What is the best PLO starting hand?
AAKK double-suited (A♠A♥K♠K♥) is widely considered the best PLO starting hand. It has high-pair value, top kicker support, and dual flush potential. Other premium hands: AAJT double-suited, KKQJ double-suited, JT98 double-suited. PLO starting hand value comes from structure (connected + double-suited) as much as raw card strength.
Why is PLO equity closer than Hold'em?
With 4 hole cards each, players have many more drawing combinations. A typical PLO confrontation has both players holding meaningful equity from multiple draws. The math: 4 cards × 6 partner combinations = 6 effective 2-card hands per player. This compresses the equity gap between strong and weak holdings dramatically.
What does 'must use exactly 2' mean in PLO?
At showdown, you must use exactly 2 of your 4 hole cards combined with exactly 3 of the 5 community cards to make your 5-card hand. Example: Hold A♠K♠2♣3♣ on board A♥K♥7♥4♥5♥. You CANNOT make a heart flush because you have no hearts in your hand. You must use 2 of your cards. Many Hold'em players make this mistake when starting PLO.

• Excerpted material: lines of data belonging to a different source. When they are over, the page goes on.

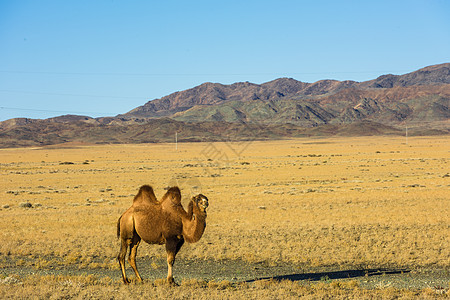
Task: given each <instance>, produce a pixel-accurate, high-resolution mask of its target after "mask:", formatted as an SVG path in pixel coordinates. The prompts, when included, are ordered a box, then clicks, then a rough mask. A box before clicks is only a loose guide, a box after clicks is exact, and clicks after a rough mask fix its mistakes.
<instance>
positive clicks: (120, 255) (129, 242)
mask: <svg viewBox="0 0 450 300" xmlns="http://www.w3.org/2000/svg"><path fill="white" fill-rule="evenodd" d="M130 244H131V240H130V239H124V238H122V237H121V238H120V252H119V255H118V256H117V260H118V261H119V265H120V269H121V271H122V279H123V282H124V283H125V284H128V283H130V281H129V280H128V279H127V275H126V273H125V256H126V255H127V250H128V245H130Z"/></svg>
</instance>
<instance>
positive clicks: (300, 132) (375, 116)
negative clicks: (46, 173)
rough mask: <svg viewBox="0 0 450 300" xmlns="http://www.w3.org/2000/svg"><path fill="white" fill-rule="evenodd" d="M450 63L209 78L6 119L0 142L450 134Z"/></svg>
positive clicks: (37, 144) (108, 141)
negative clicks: (91, 112)
mask: <svg viewBox="0 0 450 300" xmlns="http://www.w3.org/2000/svg"><path fill="white" fill-rule="evenodd" d="M449 101H450V64H449V63H447V64H440V65H435V66H430V67H426V68H423V69H420V70H418V71H415V72H412V73H408V74H404V75H383V76H380V77H378V78H377V79H374V80H370V81H365V82H355V81H336V80H321V81H318V82H315V83H304V82H300V81H297V80H295V79H291V78H279V79H276V80H273V81H270V82H266V83H263V84H260V85H259V84H253V83H249V82H238V83H234V84H231V85H223V84H219V83H204V84H202V85H199V86H197V87H194V88H192V89H188V90H185V91H180V92H176V93H173V94H170V95H168V96H166V97H163V98H160V99H155V100H152V101H149V102H147V103H145V104H144V105H142V106H140V107H137V108H135V109H133V110H131V111H130V112H128V113H125V114H122V115H118V116H115V117H105V118H91V117H87V116H74V115H66V116H59V117H55V118H49V119H46V120H35V119H25V118H18V119H10V120H7V121H3V122H0V147H19V146H35V145H49V144H58V143H66V142H72V141H81V142H88V143H142V142H163V141H166V142H167V141H173V138H174V137H173V136H174V133H175V132H178V136H179V140H180V141H218V140H220V141H225V140H250V139H274V138H283V137H298V136H321V135H376V134H403V132H404V128H405V127H408V128H410V130H409V134H410V135H414V134H415V135H431V134H449V133H450V122H449V120H450V110H449V104H450V103H449Z"/></svg>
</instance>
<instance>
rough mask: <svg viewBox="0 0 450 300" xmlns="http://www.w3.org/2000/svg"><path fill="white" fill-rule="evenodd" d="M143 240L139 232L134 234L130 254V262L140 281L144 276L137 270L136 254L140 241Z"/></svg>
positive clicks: (132, 267) (130, 246)
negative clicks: (142, 277)
mask: <svg viewBox="0 0 450 300" xmlns="http://www.w3.org/2000/svg"><path fill="white" fill-rule="evenodd" d="M140 242H141V237H140V236H138V235H137V234H136V235H134V236H133V239H132V241H131V244H130V255H129V256H128V262H129V263H130V266H131V268H133V271H134V273H135V274H136V277H137V279H138V281H141V282H142V277H141V275H139V272H138V270H137V266H136V255H137V248H138V247H139V243H140Z"/></svg>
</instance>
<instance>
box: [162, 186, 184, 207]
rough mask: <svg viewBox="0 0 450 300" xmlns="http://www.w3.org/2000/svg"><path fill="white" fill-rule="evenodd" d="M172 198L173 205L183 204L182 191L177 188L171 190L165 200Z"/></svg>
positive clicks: (172, 187) (166, 192)
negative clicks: (181, 192) (180, 190)
mask: <svg viewBox="0 0 450 300" xmlns="http://www.w3.org/2000/svg"><path fill="white" fill-rule="evenodd" d="M166 197H170V198H171V199H172V202H173V203H177V204H178V203H181V191H180V189H179V188H178V187H177V186H173V187H171V188H169V189H168V190H167V192H166V194H165V195H164V197H163V198H166Z"/></svg>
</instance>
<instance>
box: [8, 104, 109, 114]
mask: <svg viewBox="0 0 450 300" xmlns="http://www.w3.org/2000/svg"><path fill="white" fill-rule="evenodd" d="M0 110H15V111H32V112H46V113H62V114H82V115H115V114H116V113H110V112H92V111H90V112H89V111H66V110H48V109H35V108H21V107H6V106H0Z"/></svg>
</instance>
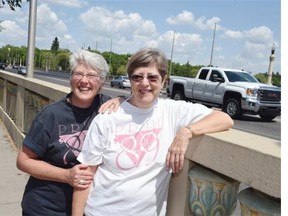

Is PLO harder than Hold'em?
Yes — significantly. PLO has a much steeper learning curve. The 'must use 2' rule changes hand evaluation. Closer equities mean less bluffing is profitable. 16,432 starting hands instead of 169 makes range reading much harder. Most skilled Hold'em players need 10,000+ PLO hands to become competent. The skill ceiling is higher than Hold'em, but the time to mastery is longer.